Viajar con niños no se trata solo de ir de un punto a otro, de alternar paisajes. Implica darles la oportunidad de mirar lo desconocido con curiosidad y aprender a adaptarse para entender el mundo de otra forma. También es el pretexto perfecto para conectar de verdad, lejos de las prisas del día a día y en un lugar donde el tiempo, por fin, parece que nos pertenece.

En este contexto, la elección del destino y el alojamiento deja de ser una cuestión logística para convertirse en parte de la narrativa del viaje. Madrid, con su energía inagotable, encuentra su contrapunto de calma en el barrio de Las Salesas, donde se sitúa un edificio de 1915, declarado Patrimonio Histórico y Cultural, que alberga al Urso Hotel & Spa.

Refugio con identidad propia

Lejos de la estridencia de los grandes complejos, Urso propone una hospitalidad definida por la discreción y un profundo carácter madrileño. Para esta temporada veraniega, el hotel ha estructurado una propuesta que entiende la complejidad de viajar en grupo y ofrece un equilibrio entre convivencia e independencia.

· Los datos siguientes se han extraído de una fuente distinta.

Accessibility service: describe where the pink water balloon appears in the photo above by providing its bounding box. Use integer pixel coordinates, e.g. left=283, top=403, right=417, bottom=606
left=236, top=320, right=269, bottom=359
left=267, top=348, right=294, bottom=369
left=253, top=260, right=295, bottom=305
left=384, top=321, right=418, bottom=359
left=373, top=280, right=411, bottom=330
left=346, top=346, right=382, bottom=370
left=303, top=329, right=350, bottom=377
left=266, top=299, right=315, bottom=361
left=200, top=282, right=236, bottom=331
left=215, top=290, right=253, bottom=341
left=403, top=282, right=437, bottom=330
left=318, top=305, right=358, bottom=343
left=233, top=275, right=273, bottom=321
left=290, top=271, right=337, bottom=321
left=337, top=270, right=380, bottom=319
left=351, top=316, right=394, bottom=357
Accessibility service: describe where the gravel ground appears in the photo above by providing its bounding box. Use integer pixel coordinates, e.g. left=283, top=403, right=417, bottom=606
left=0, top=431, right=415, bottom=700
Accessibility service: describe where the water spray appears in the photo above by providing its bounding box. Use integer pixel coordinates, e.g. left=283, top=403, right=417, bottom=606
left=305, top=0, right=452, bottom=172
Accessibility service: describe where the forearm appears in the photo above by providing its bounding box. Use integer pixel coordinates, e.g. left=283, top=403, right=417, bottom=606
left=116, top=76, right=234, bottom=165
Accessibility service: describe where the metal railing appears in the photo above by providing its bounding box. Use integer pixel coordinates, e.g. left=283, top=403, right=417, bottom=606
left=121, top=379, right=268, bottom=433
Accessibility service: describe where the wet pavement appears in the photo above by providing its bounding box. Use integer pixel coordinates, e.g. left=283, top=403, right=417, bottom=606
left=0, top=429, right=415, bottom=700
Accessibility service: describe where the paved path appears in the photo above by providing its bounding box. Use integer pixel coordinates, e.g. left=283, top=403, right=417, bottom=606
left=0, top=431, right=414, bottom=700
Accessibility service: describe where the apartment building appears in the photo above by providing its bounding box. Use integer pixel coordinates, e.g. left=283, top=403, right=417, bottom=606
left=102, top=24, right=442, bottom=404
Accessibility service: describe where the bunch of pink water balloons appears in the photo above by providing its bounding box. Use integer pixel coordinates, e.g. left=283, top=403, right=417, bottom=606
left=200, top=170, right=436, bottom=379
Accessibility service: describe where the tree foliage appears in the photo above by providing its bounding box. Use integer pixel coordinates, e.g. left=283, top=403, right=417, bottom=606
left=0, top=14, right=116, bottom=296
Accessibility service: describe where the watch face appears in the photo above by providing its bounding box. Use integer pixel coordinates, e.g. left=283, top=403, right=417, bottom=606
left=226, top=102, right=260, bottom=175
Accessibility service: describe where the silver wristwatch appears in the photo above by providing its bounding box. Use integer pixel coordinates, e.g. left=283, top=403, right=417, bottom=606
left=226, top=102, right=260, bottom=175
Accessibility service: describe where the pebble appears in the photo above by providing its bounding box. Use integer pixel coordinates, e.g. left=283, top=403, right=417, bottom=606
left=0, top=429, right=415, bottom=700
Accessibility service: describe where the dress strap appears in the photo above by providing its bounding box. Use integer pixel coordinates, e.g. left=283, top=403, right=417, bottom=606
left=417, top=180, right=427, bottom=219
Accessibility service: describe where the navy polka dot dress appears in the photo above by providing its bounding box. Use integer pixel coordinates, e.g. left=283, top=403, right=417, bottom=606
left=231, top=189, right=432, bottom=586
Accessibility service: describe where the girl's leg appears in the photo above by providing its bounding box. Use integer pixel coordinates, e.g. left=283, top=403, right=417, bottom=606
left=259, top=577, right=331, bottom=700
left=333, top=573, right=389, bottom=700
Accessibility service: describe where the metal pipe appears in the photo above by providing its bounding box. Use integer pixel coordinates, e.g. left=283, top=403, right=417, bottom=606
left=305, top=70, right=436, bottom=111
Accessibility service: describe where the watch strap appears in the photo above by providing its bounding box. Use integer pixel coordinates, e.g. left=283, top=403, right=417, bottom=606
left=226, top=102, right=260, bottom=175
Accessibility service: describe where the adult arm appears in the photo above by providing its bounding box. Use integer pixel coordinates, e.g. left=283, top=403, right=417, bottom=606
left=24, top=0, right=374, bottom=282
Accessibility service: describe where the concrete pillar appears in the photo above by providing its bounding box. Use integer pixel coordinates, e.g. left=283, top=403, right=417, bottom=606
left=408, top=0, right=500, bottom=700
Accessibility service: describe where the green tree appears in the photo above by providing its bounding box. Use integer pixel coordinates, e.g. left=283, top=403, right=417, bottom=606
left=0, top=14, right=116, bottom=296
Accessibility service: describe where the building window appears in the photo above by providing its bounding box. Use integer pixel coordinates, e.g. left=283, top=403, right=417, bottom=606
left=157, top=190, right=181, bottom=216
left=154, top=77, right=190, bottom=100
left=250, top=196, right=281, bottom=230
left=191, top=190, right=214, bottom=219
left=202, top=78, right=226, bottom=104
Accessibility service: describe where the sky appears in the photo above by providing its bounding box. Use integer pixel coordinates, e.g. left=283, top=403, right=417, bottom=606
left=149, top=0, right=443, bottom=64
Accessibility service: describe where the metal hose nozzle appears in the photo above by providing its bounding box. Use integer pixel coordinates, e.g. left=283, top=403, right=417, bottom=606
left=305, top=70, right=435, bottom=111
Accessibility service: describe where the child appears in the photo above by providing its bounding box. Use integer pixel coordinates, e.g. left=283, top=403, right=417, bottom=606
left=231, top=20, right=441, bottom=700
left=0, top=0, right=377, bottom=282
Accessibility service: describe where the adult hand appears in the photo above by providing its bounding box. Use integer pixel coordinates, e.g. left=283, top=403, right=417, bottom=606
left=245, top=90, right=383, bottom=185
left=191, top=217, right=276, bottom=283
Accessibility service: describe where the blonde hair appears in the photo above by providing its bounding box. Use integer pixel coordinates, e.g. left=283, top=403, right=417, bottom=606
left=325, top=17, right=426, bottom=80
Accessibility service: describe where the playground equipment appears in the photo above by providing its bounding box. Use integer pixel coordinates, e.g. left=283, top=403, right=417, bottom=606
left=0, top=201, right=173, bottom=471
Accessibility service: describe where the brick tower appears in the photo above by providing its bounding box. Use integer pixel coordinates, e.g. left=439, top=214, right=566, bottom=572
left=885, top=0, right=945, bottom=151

Sus habitaciones familiares, compuestas por una Junior Suite conectada a una habitación estándar, resuelven la necesidad de amplitud sin sacrificar la privacidad. Sin embargo, el guiño más humano reside en los detalles: para los niños, la habitación se transforma en un espacio de exploración gracias a la instalación de un tipi tent, rincón de juego y lectura, que convierte el alojamiento en parte de la aventura.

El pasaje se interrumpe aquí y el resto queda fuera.